D’après Jacques de Voragine (« la Légende dorée » XIIIe siècle) celui qu’on appellera Christophe était un Cananéen d’allure terrible qu’on nommait : « le Réprouvé ». Désireux de connaître le Christ dont il avait entendu parler, il se mit à sa recherche et rencontra un ermite auquel il demanda conseil :
– « Ce roi que tu cherches souhaite que tu jeûnes souvent,
– pour moi c’est impossible car j’ai grande faim,
– eh bien que tu fasses de nombreuses prières, – je ne sais pas prier.
– alors, va te poster au bord de ce fleuve tumultueux et tu aideras les gens à le traverser,
– ça, je le ferai avec plaisir ».
C’est ainsi que notre géant devint passeur et remplit sa tâche sans problème… jusqu’au jour où un tout jeune enfant lui demanda de le traverser.

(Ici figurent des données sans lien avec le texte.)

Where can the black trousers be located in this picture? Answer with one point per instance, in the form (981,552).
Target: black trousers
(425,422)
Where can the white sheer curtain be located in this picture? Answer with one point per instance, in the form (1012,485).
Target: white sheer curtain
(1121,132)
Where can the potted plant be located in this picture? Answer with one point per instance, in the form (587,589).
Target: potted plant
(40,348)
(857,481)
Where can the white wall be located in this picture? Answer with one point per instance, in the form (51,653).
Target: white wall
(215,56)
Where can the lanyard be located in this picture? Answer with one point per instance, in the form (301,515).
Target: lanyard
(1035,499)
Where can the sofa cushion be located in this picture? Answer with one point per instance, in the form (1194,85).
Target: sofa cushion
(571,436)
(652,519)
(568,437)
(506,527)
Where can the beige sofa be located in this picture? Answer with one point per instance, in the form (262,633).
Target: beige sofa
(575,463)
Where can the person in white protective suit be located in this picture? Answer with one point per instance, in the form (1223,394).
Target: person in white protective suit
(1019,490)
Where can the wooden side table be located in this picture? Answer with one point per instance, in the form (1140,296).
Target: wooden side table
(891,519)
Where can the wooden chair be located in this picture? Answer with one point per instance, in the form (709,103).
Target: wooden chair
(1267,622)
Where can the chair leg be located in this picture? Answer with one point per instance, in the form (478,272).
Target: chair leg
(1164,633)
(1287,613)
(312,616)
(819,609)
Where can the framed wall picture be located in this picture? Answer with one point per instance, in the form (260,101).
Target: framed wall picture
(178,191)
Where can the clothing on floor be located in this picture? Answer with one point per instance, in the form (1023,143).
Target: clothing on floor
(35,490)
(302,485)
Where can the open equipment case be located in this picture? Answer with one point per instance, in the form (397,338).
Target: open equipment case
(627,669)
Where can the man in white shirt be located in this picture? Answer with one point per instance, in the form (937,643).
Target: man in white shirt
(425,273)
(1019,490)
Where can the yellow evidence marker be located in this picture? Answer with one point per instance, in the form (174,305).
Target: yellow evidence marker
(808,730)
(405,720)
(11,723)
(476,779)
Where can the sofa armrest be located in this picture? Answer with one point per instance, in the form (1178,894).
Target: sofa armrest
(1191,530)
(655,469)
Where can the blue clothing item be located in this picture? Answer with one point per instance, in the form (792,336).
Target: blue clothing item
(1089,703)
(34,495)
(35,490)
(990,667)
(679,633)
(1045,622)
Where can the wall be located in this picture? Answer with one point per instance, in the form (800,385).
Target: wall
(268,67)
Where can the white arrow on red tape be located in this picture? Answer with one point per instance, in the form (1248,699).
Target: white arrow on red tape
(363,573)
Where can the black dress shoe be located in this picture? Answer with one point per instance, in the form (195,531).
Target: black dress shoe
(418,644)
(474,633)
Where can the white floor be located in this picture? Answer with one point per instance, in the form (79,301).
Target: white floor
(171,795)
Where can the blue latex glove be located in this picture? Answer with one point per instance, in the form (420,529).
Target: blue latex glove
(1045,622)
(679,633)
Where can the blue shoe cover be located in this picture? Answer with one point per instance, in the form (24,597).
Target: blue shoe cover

Quoi de plus aisé pour « Réprouvé » et pourtant plus il avançait, plus son petit fardeau se faisait pesant au point qu’il faillit succomber. Le questionnant sur son poids démesuré, l’enfant lui répondit : « c’est parce que je porte le poids du monde ». C’était l’enfant Jésus. Depuis ce jour-là, le passeur eut nom Christophe. Puis, ayant planté son bâton en terre, il fût bien surpris de le voir refleurir ! Il serait mort martyr.
S’il n’a pas été retenu au calendrier « Sanctoral » (propre des saints) par la réforme liturgique du concile Vatican II, il est toujours invoqué non seulement par les automobilistes et les touristes mais aussi par les portefaix, les fruitiers et lors des orages, des tempêtes, en temps de peste. Parmi les pèlerinages en son honneur, celui de Saint-Christophe-le-Jajolet (Orne) est le plus célèbre. Le dimanche suivant sa fête, le 25 juillet, on y vénère ses reliques puis on bénit les automobiles. Les médailles à son effigie sont innombrables ; savez vous que les cosmonautes d’Apollon 8 la portaient ? Jadis, dès l’acquisition d’une voiture, on se hâtait d’y mettre sa médaille où souvent se lisait : « regarde saint Christophe et va-t-en rassuré ».
D’autres saints, qui eux, ne sont pas légendaires, portent ce nom dont le bienheureux Christophe de Cahors, disciple de saint François d’Assise, qui l’envoya en 1216 en France fonder des couvents de frères mineurs dont Mirepoix (Ariège) et celui de Cahors (Lot) où il mourut en 1272.
Aujourd’hui, saint Christophe ne risque pas le chômage entre touristes et automobilistes ! Mais n’oublions pas que l’invoquer, c’est avant tout prendre conscience de nos responsabilités et nous conduire en conséquence !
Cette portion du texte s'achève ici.